Scientist dan engineer dari Kodak telah menemukan dan mematenkan kamera digital pada tahun 1975, namun leaders Kodak memilih untuk terus mengembangkan produk-produk kamera analog dengan harga jual yang lebih murah dibandingkan harus mengembangkan teknologi baru seperti kamera digital. Pada tahun 1981 Sony masuk ke market digital camera, dengan harga awal yang mahal dan kualitas resolusi image yang rendah. Namun produk mereka memiliki competitive advantage unik dari sisi kemampuannya untuk melakukan penyimpanan, editing, dan pengiriman yang lebih mudah dan fleksibel. Ahirnya dengan semakin berkembangnya teknologi, harga kamera digital mulai menurun dan kualitasnya meningkat bahkan hingga ke tingkat yang lebih tinggi dari kamera analog. Pada masa ini market kamera analog semakin ditinggalkan dan trend penggunaan kamera digital menjadi berkembang secara global. Market yang sebelumnya didominasi oleh Kodak dengan kamera analognya telah berubah. Pada 19 Januari 2012, Kodak mengajukan permohonan perlindungan kebangkrutan kepada Pengadilan Pailit US. Perusahaan ini menjadi contoh bahwa sebesar apapun perusahaan, tanpa memiliki mindset yang terbuka pada inovasi dan perubahan bisa mengalami kegagalan dalam persaingan bisnis.

 

Observasi dan Lesson Learned

Terdapat beberapa hal yang bisa diamati dan dijadikan poin pembelajaran dari penerapan strategi berbasis inovasi dan diferensiasi produk. Strategi tersebut dikumulkan dalam 4 kategori level, yaitu:

  1. Strategic leader level
  2. Tactical team manager level
  3. Operational follower level
  4. Stakeholder customer/supplier level

Pada artikel ini, ke 4 level tersebut memiliki lessons masing-masing beserta contoh aplikasinya.

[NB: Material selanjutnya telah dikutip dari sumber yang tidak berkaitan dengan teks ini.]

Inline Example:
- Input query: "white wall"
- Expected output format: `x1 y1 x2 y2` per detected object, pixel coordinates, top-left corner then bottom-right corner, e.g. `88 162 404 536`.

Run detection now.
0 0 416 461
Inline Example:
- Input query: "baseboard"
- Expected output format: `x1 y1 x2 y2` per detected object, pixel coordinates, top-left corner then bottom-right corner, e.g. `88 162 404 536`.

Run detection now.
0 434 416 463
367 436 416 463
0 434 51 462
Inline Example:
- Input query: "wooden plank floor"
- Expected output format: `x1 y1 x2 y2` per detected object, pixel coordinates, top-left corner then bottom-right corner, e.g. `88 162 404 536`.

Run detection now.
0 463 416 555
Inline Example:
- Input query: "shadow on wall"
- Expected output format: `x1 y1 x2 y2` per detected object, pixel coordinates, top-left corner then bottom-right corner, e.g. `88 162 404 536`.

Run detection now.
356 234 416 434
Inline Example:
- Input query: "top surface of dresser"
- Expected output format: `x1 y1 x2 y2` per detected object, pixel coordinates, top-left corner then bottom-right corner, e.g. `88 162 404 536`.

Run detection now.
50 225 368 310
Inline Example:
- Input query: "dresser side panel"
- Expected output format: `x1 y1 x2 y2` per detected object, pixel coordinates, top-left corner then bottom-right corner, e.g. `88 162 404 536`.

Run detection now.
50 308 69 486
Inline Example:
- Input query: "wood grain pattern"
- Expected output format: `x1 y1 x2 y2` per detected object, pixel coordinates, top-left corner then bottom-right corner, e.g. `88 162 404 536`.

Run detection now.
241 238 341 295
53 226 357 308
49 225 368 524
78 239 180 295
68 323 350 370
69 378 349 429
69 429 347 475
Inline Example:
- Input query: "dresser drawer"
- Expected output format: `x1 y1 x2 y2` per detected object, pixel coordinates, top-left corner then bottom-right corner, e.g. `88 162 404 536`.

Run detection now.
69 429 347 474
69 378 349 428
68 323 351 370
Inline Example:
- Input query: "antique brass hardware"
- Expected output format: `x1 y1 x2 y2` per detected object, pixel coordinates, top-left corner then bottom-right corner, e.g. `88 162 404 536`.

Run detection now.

Misalnya pada level strategic leader, terdapat lessons seperti penggunaan innovative mindfulness, investing in new technology to innovate traditional products, focus on the select few, balancing the role of performance outcome goals, leveraging crisis to speed up change and buy-in. Intinya pada bagian ini harus ada pikiran yang inovatif agar memiliki visi yang baik dan mampu menangkap peluang serta diperlukannya keberanian untuk investasi pada teknologi baru.

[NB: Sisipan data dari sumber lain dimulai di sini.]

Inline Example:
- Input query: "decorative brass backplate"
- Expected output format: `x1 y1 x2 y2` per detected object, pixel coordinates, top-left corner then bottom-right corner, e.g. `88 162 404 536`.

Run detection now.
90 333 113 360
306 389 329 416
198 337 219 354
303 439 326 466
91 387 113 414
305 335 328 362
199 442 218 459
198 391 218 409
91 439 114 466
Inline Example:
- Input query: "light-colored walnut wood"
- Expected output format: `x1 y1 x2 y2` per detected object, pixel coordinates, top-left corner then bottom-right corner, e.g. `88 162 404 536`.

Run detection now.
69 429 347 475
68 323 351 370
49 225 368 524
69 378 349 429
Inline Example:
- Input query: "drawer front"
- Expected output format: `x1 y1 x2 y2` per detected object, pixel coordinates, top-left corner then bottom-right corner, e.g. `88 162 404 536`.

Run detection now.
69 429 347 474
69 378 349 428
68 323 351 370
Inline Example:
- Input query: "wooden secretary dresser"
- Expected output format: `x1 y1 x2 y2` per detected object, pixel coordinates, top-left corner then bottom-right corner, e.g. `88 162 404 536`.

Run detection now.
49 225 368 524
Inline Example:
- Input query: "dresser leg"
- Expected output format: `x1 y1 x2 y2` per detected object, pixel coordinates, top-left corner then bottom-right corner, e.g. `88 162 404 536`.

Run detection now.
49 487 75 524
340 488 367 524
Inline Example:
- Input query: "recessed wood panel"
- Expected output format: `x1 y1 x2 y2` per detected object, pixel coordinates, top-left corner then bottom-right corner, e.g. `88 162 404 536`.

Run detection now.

Pada level strategic (manajer divisi, senior manajer, dsb), seringkali dijumpai adanya resistansi untuk terlibat dalam inovasi yang radikal. Terdapat beberapa poin yang bisa diamati untuk memitigasi hal-hal seperti ini seperti mindless rut and status quo, limited comprehension, limited trust and buy-in, time lags, unwillingness to risk and fail.

Pelajaran yang bisa diambil dari tingkat operasional-level followers terkait dengan posisi mereka pada bagian operasional / fungsi tertentu, adalah pada hal-hal yang berkaitan dengan pekerjaan mereka, namun mungkin juga memiliki kemiripan masalah dengan tingkat sebelumnya di strategic level. Berbagai hal tersebut misalnya mindless rut and resistance to change, limited comprehension, limited buy-in, skill lags, unwillingness to risk and fail.

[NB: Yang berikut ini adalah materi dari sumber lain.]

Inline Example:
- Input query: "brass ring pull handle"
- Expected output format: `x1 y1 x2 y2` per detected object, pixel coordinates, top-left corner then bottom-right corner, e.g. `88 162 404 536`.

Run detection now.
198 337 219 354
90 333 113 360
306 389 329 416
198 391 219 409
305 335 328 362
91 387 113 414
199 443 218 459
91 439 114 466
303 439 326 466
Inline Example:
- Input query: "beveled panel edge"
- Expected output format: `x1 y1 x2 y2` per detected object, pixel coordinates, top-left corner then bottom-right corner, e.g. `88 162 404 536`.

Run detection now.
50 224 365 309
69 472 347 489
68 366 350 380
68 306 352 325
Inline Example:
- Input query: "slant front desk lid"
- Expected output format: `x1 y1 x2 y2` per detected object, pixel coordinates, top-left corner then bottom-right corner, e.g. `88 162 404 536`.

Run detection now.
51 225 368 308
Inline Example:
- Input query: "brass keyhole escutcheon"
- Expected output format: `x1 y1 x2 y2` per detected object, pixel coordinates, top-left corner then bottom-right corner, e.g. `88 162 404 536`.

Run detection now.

Pada tingkat stakeholders, diperlukan peranan strategic leaders dan tactical team managers untuk mengelola pengaruh dinamis dari stakeholder eksternal secara efektif untuk mengimplementasikan perubahan dari strategi berbasis low cost menjadi innovation driven. Menurut Porter(1980) dua kelompok dari stakeholders yang memiliki bargaining power yang bisa memberikan impact besar terhadap potensi keuntungan dari perusahaan adalah pembeli dan supplier.